We’re at different points in our lives. You’re spending money to be there. I’m there because I can’t afford not to be. Therefore, I’m intellectually incapable of empathizing with you. And when you try to continue the discussion past the point of utility, I want to hurt you. I want to throw you through a plate glass window and be done with it.
I’m done with it because I’m not rich yet, and because I know the value of a fucking dollar. I resent the amounts of money you people spend in nightclubs. I resent you demanding things of me because of what you think these amounts of money imply about our respective stations in life. When you walk up to me and expect me to understand, and to capitulate, what you’re failing to realize is that I want to kill you.
The ironic part about “I want to kill you” is that I really want to kill you. This is not the metaphorical “killing” we used to threaten in the schoolyard. It’s a full-circle wish to end your existence that goes past the point of wanting to punch you in the face or choke you or break off your arm and shove it up your ass. When you come up to me on New Year’s Eve and complain like I’m supposed to give a shit, I want you not to exist anymore.
Here is Rule Number One: Don’t inflict yourself on other people.
Irrational service fits are part of the game, but the thing I’ve never understood about the industry is why people feel the need to demand satisfaction from people who can’t possibly give it to them. If someone flat-out tells you they can’t help you, move on to the next guy.
“You see all those cars out there passing by?” I’ll ask.
“Yeah,” you’ll reply.
“You may as well go flag one down and explain your situation to whoever stops, because they can do just about as much for you as I can.”
“And they’ll probably be a lot more interested.”
Don’t misunderstand me here: I’m not a complete asshole. If someone comes up to me reasonably and explains what’s gone wrong, I’ll usually see if there’s something I can do to help. If anything, I’ve been known to do too much for certain customers, only to get burned as a result. It’s the expectation that kills me – the idea that I’m there to do anything other than check IDs and throw people out.
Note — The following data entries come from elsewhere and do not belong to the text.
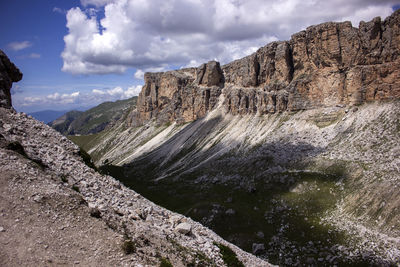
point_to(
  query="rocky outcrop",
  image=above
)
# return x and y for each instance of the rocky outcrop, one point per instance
(182, 95)
(9, 73)
(324, 65)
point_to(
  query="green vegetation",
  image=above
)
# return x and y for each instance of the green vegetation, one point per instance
(75, 188)
(93, 120)
(128, 246)
(87, 159)
(165, 263)
(229, 256)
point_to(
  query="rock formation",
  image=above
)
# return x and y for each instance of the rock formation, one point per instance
(50, 199)
(9, 73)
(324, 65)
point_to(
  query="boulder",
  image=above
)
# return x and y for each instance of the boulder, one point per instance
(183, 228)
(258, 248)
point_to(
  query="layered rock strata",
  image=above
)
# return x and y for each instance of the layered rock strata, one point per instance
(324, 65)
(9, 73)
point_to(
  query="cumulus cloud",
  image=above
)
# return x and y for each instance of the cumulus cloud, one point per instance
(16, 89)
(96, 3)
(173, 33)
(16, 46)
(34, 55)
(59, 10)
(118, 92)
(139, 74)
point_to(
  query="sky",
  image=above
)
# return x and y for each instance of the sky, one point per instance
(76, 54)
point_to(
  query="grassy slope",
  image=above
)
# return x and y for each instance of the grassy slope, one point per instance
(280, 174)
(95, 119)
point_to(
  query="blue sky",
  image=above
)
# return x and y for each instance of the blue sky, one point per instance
(76, 54)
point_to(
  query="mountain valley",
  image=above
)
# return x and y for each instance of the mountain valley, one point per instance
(290, 155)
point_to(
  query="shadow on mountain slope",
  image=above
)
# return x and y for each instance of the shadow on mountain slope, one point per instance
(265, 198)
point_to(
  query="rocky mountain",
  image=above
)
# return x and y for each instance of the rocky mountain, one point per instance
(95, 119)
(292, 153)
(324, 65)
(9, 73)
(56, 210)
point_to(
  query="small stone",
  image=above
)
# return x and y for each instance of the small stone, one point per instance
(230, 212)
(184, 228)
(260, 234)
(258, 248)
(95, 212)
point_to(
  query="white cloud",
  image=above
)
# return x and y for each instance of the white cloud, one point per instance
(97, 3)
(16, 46)
(59, 10)
(16, 89)
(34, 55)
(76, 99)
(118, 92)
(172, 33)
(139, 74)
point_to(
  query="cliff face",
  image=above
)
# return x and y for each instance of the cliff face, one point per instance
(322, 66)
(9, 73)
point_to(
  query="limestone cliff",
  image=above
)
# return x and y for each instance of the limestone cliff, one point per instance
(324, 65)
(9, 73)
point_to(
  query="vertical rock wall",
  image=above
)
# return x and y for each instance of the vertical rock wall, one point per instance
(9, 73)
(324, 65)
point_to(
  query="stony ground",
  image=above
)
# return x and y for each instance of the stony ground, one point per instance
(359, 143)
(57, 211)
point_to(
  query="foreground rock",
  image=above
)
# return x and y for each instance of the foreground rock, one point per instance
(322, 66)
(9, 73)
(55, 210)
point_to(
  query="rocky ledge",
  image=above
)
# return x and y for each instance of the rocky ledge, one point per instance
(9, 73)
(322, 66)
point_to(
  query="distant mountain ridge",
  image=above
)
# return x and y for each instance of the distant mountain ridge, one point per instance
(93, 120)
(48, 115)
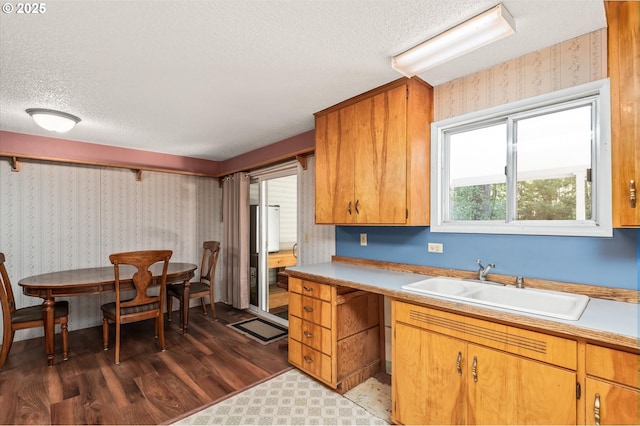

The customer is always wrong. I’m not part of any “team,” because I have no stake in any of it. The customer can go fuck himself. This is reality. No bouncer cares. We hate you all. You think we’re stupid. We laugh when you pass out in pools of your own vomit. I spit on the hood of someone’s car last week. This was an unexpected pleasure for the three bouncers standing on the sidewalk with me. The customer whose car it was deserved worse. I hadn’t done anything like that in a while. It was liberating. The pussy drove away.
Yes, I know. If I had spit on your car, you would’ve jumped out and kicked my ass. That’s terrific, but this wasn’t you. I would’ve done it anyway, even if it was. I’m not that tough, but I’m still pretty okay, and I’m not afraid to spit on the hoods of random people’s cars. Even ones belonging to those almighty keyboard thugs who’ll go on message boards today and tell each other what they’d have done to me had I spit on the hood of their cars. Fuck them. They’re wrong too.
Yeah, the job’s still a fucking joke.